Part 4: 2017 Tax Cuts and Jobs Act - What You Need to Know

Today we continue our series highlighting some of the provisions in the recent Tax Cuts and Jobs Act.  All provisions are effective 1/1/2018 unless otherwise stated.  As always, if you should have any questions, please feel free to reach out to our office.

Changes for Businesses

 

Pass-through Entities
The Act adds a new Code sec. 199A — Qualified Business Income, which is intended to allow pass-through entities to deduct the first 20% of their business income up to a threshold amount of $157,500 ($315,000 if joint return), adjusted for inflation after 2018. This is meant to allow a lower effective tax rate for taxpayers’ business enterprise income, but to still subject a portion of their earnings to the individual tax rates.

Because the deduction is meant to assist businesses and not wage earners, the deduction cannot be taken by those in specified personal service professions whose income is above the threshold amount plus $50,000 ($100,000 if filing a joint return). These include health, law, accounting, actuarial science, performing arts, consulting, athletics, financial services, brokerage services, or any trade or business where the principal asset of such trade or business is the reputation or skill of 1 or more of its employees (new provision) and the performance of services that consist of investing and investment management, trading or dealing in securities, partnership interests or commodities.

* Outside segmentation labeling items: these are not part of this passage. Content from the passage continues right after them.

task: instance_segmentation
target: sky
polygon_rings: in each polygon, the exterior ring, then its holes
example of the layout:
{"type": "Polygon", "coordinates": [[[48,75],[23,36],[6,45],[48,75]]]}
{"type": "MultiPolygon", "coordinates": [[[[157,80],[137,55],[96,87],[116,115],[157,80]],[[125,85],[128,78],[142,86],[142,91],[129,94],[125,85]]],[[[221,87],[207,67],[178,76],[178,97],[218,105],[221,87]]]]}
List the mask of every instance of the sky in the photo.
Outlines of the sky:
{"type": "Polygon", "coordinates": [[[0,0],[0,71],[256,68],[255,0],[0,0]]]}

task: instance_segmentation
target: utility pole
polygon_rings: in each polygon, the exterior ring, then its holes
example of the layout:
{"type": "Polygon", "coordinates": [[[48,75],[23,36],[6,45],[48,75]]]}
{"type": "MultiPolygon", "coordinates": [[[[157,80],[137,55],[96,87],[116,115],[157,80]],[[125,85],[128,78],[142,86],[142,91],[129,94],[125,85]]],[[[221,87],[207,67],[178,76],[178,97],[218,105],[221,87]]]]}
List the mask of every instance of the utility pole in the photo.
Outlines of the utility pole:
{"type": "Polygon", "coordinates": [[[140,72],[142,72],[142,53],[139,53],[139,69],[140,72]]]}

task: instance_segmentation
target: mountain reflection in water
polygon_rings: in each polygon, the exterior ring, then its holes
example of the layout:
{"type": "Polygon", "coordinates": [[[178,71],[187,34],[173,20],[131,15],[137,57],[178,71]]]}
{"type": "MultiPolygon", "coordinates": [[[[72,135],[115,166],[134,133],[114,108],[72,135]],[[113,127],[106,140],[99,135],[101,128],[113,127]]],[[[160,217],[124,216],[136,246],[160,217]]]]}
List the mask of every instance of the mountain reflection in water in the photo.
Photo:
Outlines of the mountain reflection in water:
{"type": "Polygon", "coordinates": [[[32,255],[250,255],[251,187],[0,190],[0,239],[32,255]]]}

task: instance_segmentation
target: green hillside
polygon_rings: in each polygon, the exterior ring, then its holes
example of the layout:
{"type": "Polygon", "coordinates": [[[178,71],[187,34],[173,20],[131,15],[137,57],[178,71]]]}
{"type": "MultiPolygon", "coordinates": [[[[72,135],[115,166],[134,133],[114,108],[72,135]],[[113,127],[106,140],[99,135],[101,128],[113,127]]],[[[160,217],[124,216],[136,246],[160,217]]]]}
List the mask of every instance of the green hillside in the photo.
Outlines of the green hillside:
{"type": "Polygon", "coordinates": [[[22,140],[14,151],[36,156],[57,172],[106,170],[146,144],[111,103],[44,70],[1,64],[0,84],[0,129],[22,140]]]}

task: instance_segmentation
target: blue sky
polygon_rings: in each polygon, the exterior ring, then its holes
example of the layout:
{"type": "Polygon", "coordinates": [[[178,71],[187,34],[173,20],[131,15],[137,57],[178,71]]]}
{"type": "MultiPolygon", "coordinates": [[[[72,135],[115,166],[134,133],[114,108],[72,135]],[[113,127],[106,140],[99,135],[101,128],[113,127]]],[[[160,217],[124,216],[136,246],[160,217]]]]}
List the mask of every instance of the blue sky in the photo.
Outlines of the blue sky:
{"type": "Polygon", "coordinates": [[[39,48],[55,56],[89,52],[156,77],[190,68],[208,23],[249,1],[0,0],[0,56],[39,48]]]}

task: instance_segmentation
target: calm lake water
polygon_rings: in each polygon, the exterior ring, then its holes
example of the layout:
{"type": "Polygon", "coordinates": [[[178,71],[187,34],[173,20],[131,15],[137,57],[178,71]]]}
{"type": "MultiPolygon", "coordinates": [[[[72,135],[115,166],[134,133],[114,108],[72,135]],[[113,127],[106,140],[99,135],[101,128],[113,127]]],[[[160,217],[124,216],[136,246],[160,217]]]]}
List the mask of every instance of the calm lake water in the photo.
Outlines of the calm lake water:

The Act specifically excludes engineering and architecture from the list of service providers who cannot take advantage of the deduction.

These new rules are complex and it will likely take time some time for privately-held companies to determine when or if it makes sense to convert to a C corporation, or for a C corporation to convert to a pass-through entity.

 

Corporate Tax Rate
The corporate rate is changed from a graduated rate ranging from 15% to 35% to a flat tax rate of 21%.

 

Alternative Minimum Tax
This tax is repealed for corporations. The repeal of the alternative minimum tax (AMT) will be a win for companies that own COLI and BOLI policies because cash values and death benefits are a preference item under the AMT. The AMT remains in place for noncorporate taxpayers; however, the exemption amount increases to $109,400 for joint return/surviving spouse (up from $86,200) and $70,300 all others (up from $55,400 for single filers and $43,100 for married filing separate returns (except estates and trusts)). The phase out thresholds are increased to $1 million for joint filers (up from $164,100 for joint filers and surviving spouses) and $500,000 for all other taxpayers (up from $123,100 for single filers and $82,020 for married filing separately) (except estates and trusts). These amounts are indexed for inflation.

 

Expensing Depreciable Business Assets
The annual cost that can be taken into account is increased from $520,000 (in 2018) to $1 million. This limit is reduced by the amount of which the cost of section 179 property placed in service during the year exceeds $2.5 million (increased from $2,070,000 in 2018). It also expands the definition of section 179 property.
Effective for property placed in service after 12/31/2017.
The $1 million and $2.5 million are indexed for inflation beginning 1/1/2019.